An MDP is ergodic if the Markov chain induced by any policy is ergodic, which means any state is reachable from any other state by following a suitable policy. [Source]

The part after "which means ..." is the definition of communicating MDP. Why does "the Markov chain induced by any policy is ergodic" implies "any state is reachable from any other state by following a suitable policy"?

Other papers/books define an ergodic MDP just with "if the Markov chain induced by any policy is ergodic", but they all say that an ergodic MDP is also communicating. Why ergodic → communicating?

nbro
  • 42,615
  • 12
  • 119
  • 217
Simon
  • 263
  • 1
  • 8

2 Answers2

2

If all states in an irreducible Markov chain (MC) are ergodic, then the chain is said to be ergodic. So once an ergodic MC is induced by a policy, then by above definition all states are irreducible. And irreducibility and communicating here are defined as:

A Markov chain is irreducible if there is one communicating class, the state space.

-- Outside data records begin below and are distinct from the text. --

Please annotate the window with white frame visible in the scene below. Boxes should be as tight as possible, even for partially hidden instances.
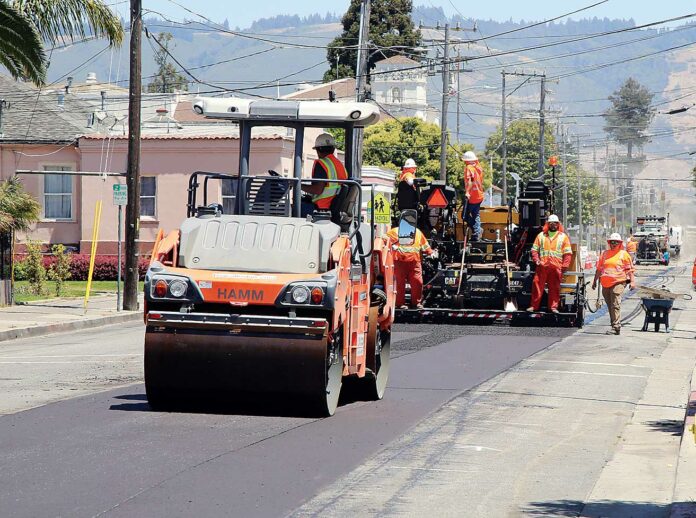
[43,165,73,220]
[140,176,157,218]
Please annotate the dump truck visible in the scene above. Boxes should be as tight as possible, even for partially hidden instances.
[145,97,395,416]
[397,181,586,327]
[633,214,670,265]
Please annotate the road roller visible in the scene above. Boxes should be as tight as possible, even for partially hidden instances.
[144,97,395,416]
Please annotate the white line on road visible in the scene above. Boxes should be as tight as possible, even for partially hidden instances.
[385,466,478,473]
[0,353,142,360]
[455,444,503,452]
[522,358,652,369]
[0,359,140,365]
[527,369,648,379]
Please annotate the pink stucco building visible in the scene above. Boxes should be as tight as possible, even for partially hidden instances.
[0,77,394,254]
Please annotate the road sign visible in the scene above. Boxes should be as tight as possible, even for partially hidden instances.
[367,193,391,225]
[113,183,128,205]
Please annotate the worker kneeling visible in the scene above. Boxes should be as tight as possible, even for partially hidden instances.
[592,232,636,335]
[527,214,573,313]
[387,211,437,309]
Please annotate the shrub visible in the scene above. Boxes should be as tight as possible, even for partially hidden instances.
[24,240,46,295]
[15,254,150,281]
[48,245,72,297]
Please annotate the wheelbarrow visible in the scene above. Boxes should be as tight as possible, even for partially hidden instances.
[641,297,674,333]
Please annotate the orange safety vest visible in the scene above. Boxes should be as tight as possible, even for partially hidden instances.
[387,227,433,263]
[597,248,633,288]
[399,167,416,182]
[464,162,483,203]
[532,230,573,268]
[312,155,348,210]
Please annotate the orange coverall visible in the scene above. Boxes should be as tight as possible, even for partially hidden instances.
[387,227,433,307]
[531,225,573,311]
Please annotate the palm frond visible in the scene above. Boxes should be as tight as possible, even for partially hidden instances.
[0,177,41,232]
[12,0,125,46]
[0,0,47,86]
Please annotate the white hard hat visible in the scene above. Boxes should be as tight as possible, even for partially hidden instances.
[313,133,336,149]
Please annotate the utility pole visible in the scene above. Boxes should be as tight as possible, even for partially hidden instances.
[123,0,143,311]
[560,126,568,225]
[501,70,507,205]
[537,74,548,180]
[440,23,450,180]
[355,0,371,103]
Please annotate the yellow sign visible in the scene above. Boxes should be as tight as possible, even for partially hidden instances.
[367,193,391,225]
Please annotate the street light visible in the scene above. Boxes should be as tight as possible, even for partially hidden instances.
[510,173,522,206]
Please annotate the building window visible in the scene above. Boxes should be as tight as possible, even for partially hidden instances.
[140,176,157,218]
[44,165,72,220]
[222,180,237,214]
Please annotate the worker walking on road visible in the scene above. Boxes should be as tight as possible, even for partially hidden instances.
[527,214,573,313]
[302,133,348,217]
[464,151,483,241]
[592,232,636,335]
[387,227,437,309]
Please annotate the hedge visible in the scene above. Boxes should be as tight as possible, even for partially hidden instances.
[15,254,150,281]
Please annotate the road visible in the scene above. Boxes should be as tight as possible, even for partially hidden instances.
[0,318,570,517]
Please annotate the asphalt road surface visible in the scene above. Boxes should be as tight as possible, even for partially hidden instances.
[0,324,572,517]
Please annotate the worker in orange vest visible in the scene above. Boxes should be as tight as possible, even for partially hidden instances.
[464,151,483,241]
[396,158,418,210]
[527,214,573,313]
[626,236,638,262]
[592,232,636,335]
[302,133,348,217]
[387,227,437,309]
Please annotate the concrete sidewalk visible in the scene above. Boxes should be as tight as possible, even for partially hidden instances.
[0,294,142,342]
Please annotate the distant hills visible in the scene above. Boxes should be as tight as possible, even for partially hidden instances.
[43,7,696,153]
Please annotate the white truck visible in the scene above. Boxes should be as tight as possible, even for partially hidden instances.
[669,227,684,257]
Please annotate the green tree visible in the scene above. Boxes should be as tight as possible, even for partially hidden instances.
[604,77,655,159]
[363,117,491,191]
[486,120,558,199]
[147,32,188,93]
[0,0,124,86]
[324,0,421,81]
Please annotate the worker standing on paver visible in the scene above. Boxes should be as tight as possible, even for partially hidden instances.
[626,236,638,261]
[592,232,636,335]
[387,227,437,309]
[396,158,418,210]
[464,151,483,241]
[527,214,573,313]
[302,133,348,217]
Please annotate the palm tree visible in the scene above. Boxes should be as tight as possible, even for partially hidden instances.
[0,0,125,86]
[0,176,41,233]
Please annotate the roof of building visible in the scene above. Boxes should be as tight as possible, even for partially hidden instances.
[0,75,93,144]
[375,56,420,66]
[283,77,355,101]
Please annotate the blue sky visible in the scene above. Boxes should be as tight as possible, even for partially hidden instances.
[139,0,696,28]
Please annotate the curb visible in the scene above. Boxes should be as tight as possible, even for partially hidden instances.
[669,368,696,518]
[0,311,143,342]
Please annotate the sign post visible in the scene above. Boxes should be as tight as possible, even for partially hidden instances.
[113,184,128,311]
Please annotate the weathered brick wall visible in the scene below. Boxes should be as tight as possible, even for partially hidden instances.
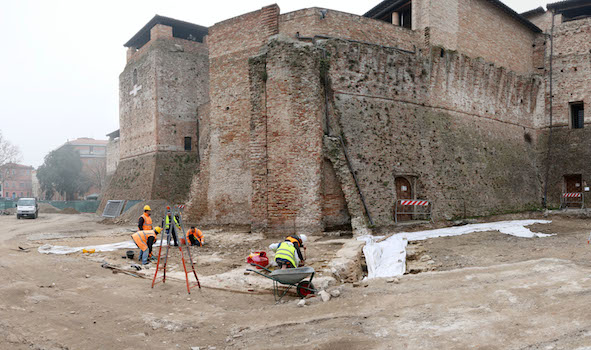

Two states are said to communicate with each other if both are reachable from one another by a sequence of transitions that have positive probability. This is an equivalence relation which yields a set of communicating classes.

Since ergodicity implies irreducibility which means the existence of one communicating class as the whole state space, therefore any state is reachable from any other state within the said state space by following the said induced policy.

cinch
  • 11,000
  • 3
  • 8
  • 17
2

There are inconsistencies in the definition of an ergodic Markov Chain while de concepts of irreducibility, aperiodicity and recurrence are well grounded.

Thus, I think it is better not to employ this term too much and keep the word "ergodic" for the well-known theorem.

According to the paper you cite,

An MDP is ergodic if the Markov chain induced by any policy π is both irreducible and aperiodic, which means any state is reachable from any other state by following a suitable policy.

So what can we say about that? Let $\mathcal{X}$ be the state space.

If the chain is irreducible, then whether all states are recurrent, or all states are transient. But if $dim(\mathcal{X}) < \infty$, then the second case is impossible.

Thus if the chain is irreducible and $dim(\mathcal{X}) < \infty$, then the chain is recurrent.

Now, If the chain is irreducible and recurrent, there exists a unique (up to a normalisation factor) stationary measure $\mu$.

Also, if the chain is recurrent, irreducible and aperiodic, then there is a $n_0$ such that for any $n>n_0$, $P_n(x, y) > 0$ for any states $x, y \in \mathcal{X}$, where $P_n$ is the $n$ steps transition probability kernel. This means any state $x \in \mathcal{X}$ is reachable from any other state $y \in \mathcal{X}$.

Sources: [1]

[1]: J-F. Le Gall - Intégration, Probabilités et Processus Aléatoires (2006)